Rajaratnam is the founder and a Managing General Partner of Galleon, a New York hedge fund, which at the time of the alleged insider trading had billions of dollars under management. When the SEC's complaint was filed, Goel, a friend of Rajaratnam's, was a managing director within the treasury group of Intel Corp. ("Intel"), as well as the Director of Strategic Investments at Intel Capital, an Intel subsidiary that makes proprietary equity investments in technology companies. Khan was an individual investor who had been employed at Intel in the late 1990s and had been subsequently employed at Galleon.
The SEC alleged that Rajaratnam unlawfully traded based on inside information involving numerous companies.
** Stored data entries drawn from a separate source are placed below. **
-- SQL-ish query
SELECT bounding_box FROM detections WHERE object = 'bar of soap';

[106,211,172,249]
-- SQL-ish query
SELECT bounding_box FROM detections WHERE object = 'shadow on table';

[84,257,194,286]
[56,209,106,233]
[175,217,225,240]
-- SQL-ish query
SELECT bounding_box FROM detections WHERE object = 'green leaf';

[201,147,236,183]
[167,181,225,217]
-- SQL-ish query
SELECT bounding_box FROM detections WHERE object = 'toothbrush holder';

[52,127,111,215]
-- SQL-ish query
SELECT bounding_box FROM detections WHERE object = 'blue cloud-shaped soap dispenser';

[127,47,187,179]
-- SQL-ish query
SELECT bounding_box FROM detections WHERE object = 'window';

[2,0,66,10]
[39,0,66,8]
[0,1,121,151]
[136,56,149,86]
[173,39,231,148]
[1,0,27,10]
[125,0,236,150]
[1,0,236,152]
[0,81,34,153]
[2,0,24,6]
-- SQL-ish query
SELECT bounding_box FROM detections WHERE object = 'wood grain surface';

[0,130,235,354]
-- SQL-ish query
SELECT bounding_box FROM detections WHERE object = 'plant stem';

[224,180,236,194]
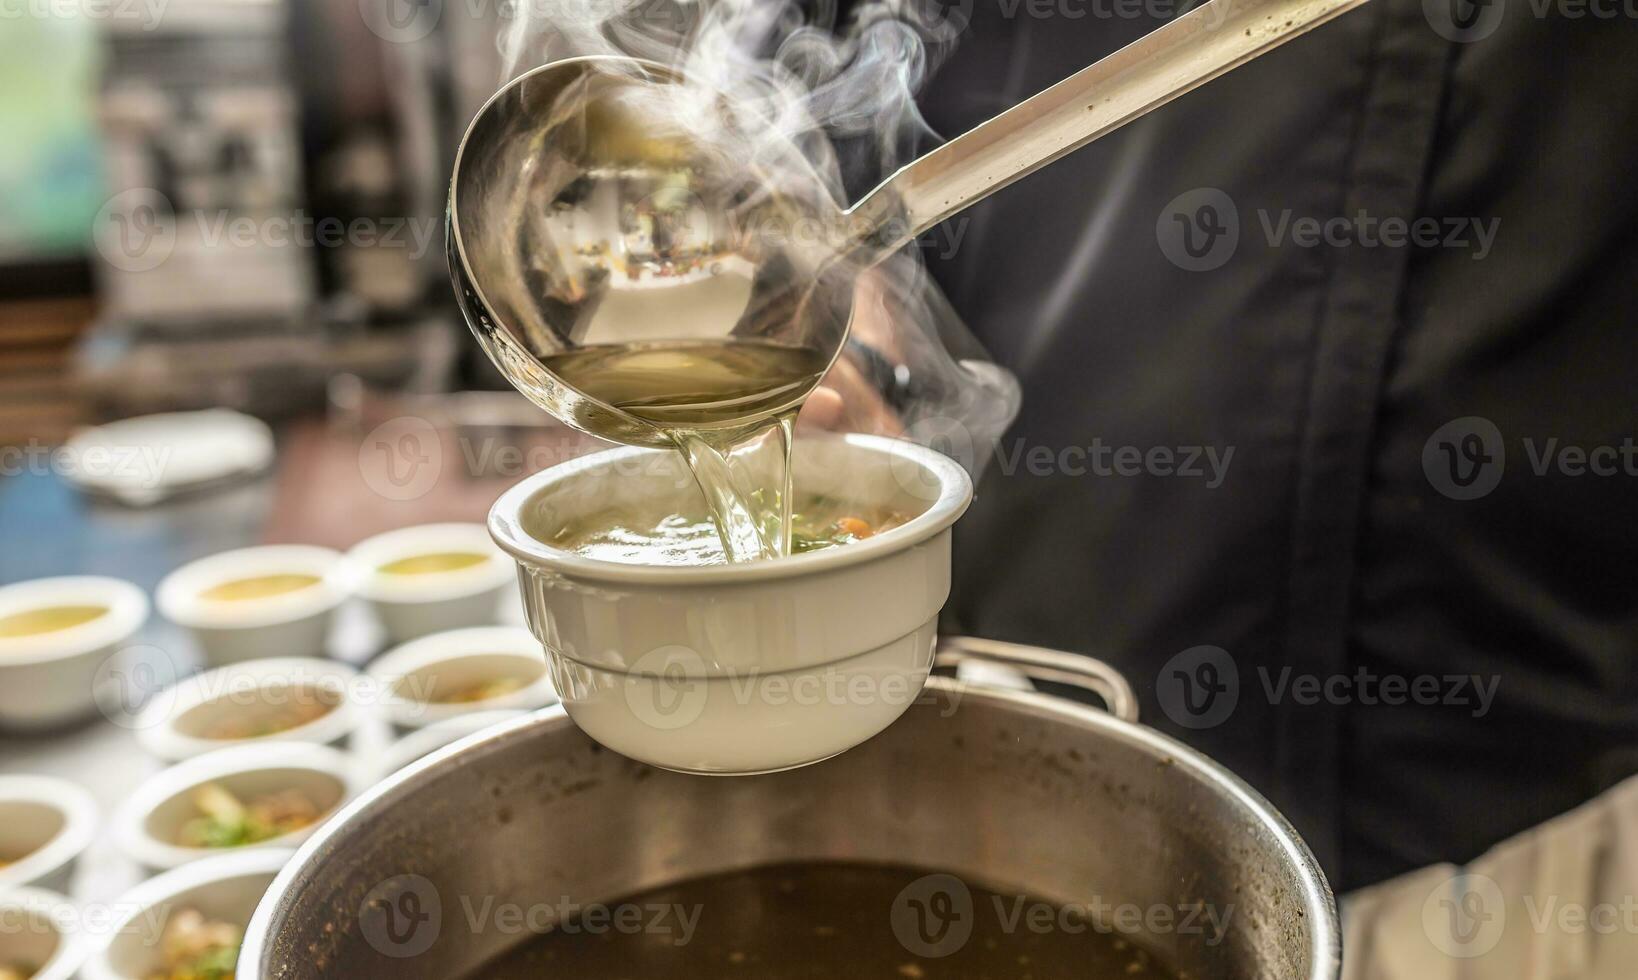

It further alleged that Goel acquired material non-public information while working at Intel and passed that information to Rajaratnam, who traded on it. The SEC also alleged that Khan acquired material non-public information from several sources, including a senior executive at Polycom, Inc., a Moody's rating agency analyst, and an employee at an investor relations consulting firm, and traded on that information. Khan also passed such information on to others, including Rajaratnam, who traded on it. The SEC charged Rajaratnam, Goel, and Khan with violations of Section 10(b) of the Securities Exchange Act of 1934 ("Exchange Act") and Rule 10b-5 thereunder, and Section 17(a) of the Securities Act of 1933 ("Securities Act").
The Consent Order and Judgment entered against Khan permanently enjoins her from violating the antifraud provisions of the federal securities laws and also orders her to pay disgorgement in the amount of $1,552,566.94, plus prejudgment interest in the amount of $304,398.77, for a total of $1,856,965.71. The order provides that the Court will determine at a later date whether any civil penalty is appropriate. Khan has agreed to cooperate with the SEC in connection with this action and related investigations.
The Consent Order and Judgment entered against Goel permanently enjoins him from violating the antifraud provisions of the federal securities laws and also orders him to pay disgorgement in the amount of $230,570.52, plus prejudgment interest in the amount of $23,447.21, for a total of $254,017.73. The order provides that the Court will determine at a later date whether any civil penalty is appropriate. The order also bars Goel from acting as an officer or director of any issuer that has a class of securities registered pursuant to Section 12 of the Exchange Act or that is required to file reports pursuant to Section 15(d) of the Exchange Act. Goel has agreed to cooperate with the SEC in connection with this action and related investigations.